Como garantir a governabilidade tendo de se compor com muitos partidos, muitas vezes sem qualquer afinidade programática e/ou ideológica? Os partidos que apoiaram Lula  na eleição de 2022 foram PT, PC do B, PV (Federação Brasil da Esperança) , PSB, Psol, Rede Sustentabilidade, Solidariedade, Avante, Agir e Pros, que  com o resultado da eleição para o Senado (um terço, ou seja 27 senadores) e Câmara dos Deputados (513)  são minoria no Congresso Nacional e nesse sentido, antes de tomar posse, Lula tendo consciência e necessidade de formação de uma base de apoio no Congresso, e articula a formação de uma base incluindo outros partidos como União Brasil, PSD, MDB, PSDB, Cidadania e PDT.  Caso consiga, serão 312 deputados federais e 51 senadores, portanto, maioria nas duas Casas legislativas, fundamentais para garantir a governabilidade, aprovar reformas estruturais, e inicar o processo de reconstrução do país, depois do legado desastroso (em todas as áreas) da gestão de Bolsonaro.

No Brasil, a Constituição de 1988 garante ao presidente da República um expressivo poder de agenda, como a iniciativa legislativa preferencial, a determinação da tramitação em urgência de seus projetos, a exclusividade de iniciativa em matérias orçamentárias, e ainda legislar por decretos e medidas provisórias.

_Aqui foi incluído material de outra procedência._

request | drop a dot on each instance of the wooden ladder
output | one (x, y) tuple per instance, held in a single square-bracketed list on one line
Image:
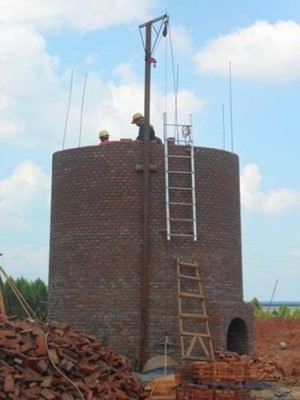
[(195, 337)]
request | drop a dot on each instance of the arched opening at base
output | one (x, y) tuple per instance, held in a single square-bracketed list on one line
[(237, 337)]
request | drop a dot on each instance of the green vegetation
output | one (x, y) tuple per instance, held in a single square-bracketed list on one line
[(282, 312), (34, 292)]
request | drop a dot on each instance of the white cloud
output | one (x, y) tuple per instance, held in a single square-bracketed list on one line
[(82, 15), (271, 202), (28, 262), (263, 51), (181, 40), (22, 195)]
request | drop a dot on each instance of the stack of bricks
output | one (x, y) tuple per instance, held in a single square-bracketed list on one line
[(225, 378), (51, 361)]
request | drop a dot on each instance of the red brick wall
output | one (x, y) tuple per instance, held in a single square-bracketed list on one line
[(96, 244)]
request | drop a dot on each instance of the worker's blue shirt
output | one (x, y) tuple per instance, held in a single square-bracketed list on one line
[(142, 131)]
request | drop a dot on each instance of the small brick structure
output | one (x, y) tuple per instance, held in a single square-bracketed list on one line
[(96, 247)]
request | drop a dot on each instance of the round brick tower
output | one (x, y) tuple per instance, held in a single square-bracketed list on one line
[(97, 238)]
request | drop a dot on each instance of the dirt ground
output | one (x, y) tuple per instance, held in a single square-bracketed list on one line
[(278, 340)]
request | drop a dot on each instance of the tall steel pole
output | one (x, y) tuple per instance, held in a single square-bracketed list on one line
[(144, 271)]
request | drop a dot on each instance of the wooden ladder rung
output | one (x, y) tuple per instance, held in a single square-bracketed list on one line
[(194, 316), (188, 264), (195, 278), (202, 335), (191, 295)]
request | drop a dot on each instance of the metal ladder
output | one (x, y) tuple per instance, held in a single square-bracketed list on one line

Entretanto, contar com o apoio do Congresso Nacional é fundamental. Quem não fez isso, como Bolsonaro no início, teve conseqüências, como várias derrotas em votações de seu interesse, como o cancelamento dos decretos sobre posse e porte de armas,  a devolução pelo presidente do Senado de uma Medida Provisória pela qual se pretendia restabelecer a transferência da FUNAI e da demarcação de terras indígenas para o Ministério da Agricultura, que já havia sido rejeitada pelo Congresso em maio de 2019, entre outros.

Compor maioria no Congresso não é apenas distribuir verbas e cargos a aliados: exige negociações e habilidade política. As concessões são inevitáveis, mas com o risco de ficar refém do parlamento, como ocorreu com o governo (golpista) de Michel Temer, que se livrou, por duas vezes, da abertura de um processo de impeachment justamente por ter sabido compor uma maioria, assim como Bolsonaro, que teve o apoio não apenas do Procurador Geral da República, um aliado indicado por ele, como no Congresso Nacional, com os partidos que integram o Centrão e especialmente na presidência da Câmara dos Deputados e os mais de 100 pedidos de impeachment que sequer foram analisados.

Para manter uma coalizão é preciso ceder, ou seja, o presidente tem que ter não apenas a disposição como a capacidade de formar uma coalizão consistente, de construir uma agenda, respeitando as diferenças e pluralidade de interesses e ao fazer isso, tem de necessariamente compartilhar com o Congresso Nacional “parte dos bônus decorrentes desse poder” como diz Abranches. E Lula já mostrou sua capacidade de articulação (e conciliação) e agora resta-nos aguardar os seus desdobramentos. O orçamento secreto será mantido? E as emendas de relator?  E quanto às emendas parlamentares, terão critérios impessoais, transparentes e isonômicos? E as reformas estruturais serão possíveis com esse parlamento eleito em 2022?

Na impossibilidade de se constituir no país um novo arranjo institucional que não seja o presidencialismo de coalizão, enquanto durar, como esse ou outro nome, a necessidade de constituir maioria permanecerá, com os problemas inerentes a esse processo, que é o grande desafio do novo governo Lula.